(A Creative Blog Name Here)

Code, math, and other things I find useful

Setting up python in virtualenv for data analysis on OSX

I have decided to use python for my research code as I have become fed up with needing an internet connection to work with Matlab and not being able to check out a license for toolboxes I need (e.g. the statistics toolbox) right before a paper deadline. I have used python for while for munging raw data for input to Matlab, but have just recently felt that I could work with python as effectively as I could with Matlab.
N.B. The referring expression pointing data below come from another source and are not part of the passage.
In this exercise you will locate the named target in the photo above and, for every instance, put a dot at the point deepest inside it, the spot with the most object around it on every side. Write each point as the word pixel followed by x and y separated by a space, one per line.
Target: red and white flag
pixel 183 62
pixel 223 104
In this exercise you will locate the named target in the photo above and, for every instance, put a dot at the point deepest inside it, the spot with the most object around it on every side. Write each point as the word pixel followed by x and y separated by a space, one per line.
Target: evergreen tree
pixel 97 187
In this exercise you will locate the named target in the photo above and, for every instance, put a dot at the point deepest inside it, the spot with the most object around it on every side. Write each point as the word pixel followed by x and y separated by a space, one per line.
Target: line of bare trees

I wanted my Python installation to use the newest versions of the various modules used for data analysis (e.g. numpy, scipy, ipython, matplotlib, etc.). Since I already had the source for many of these projects I decided to build the current master branches (after a git pull to get the latest sources) with all of the bells and whistles like the ipython qt console and notebook. Additionally, I wanted to put everything in a virtualenv to isolate it from my system Python in case I broke anything. In the process I ran into a few problems and eventually figured out how to get a working system, in this post I want to document the process in case I need to reinstall any of it in the future.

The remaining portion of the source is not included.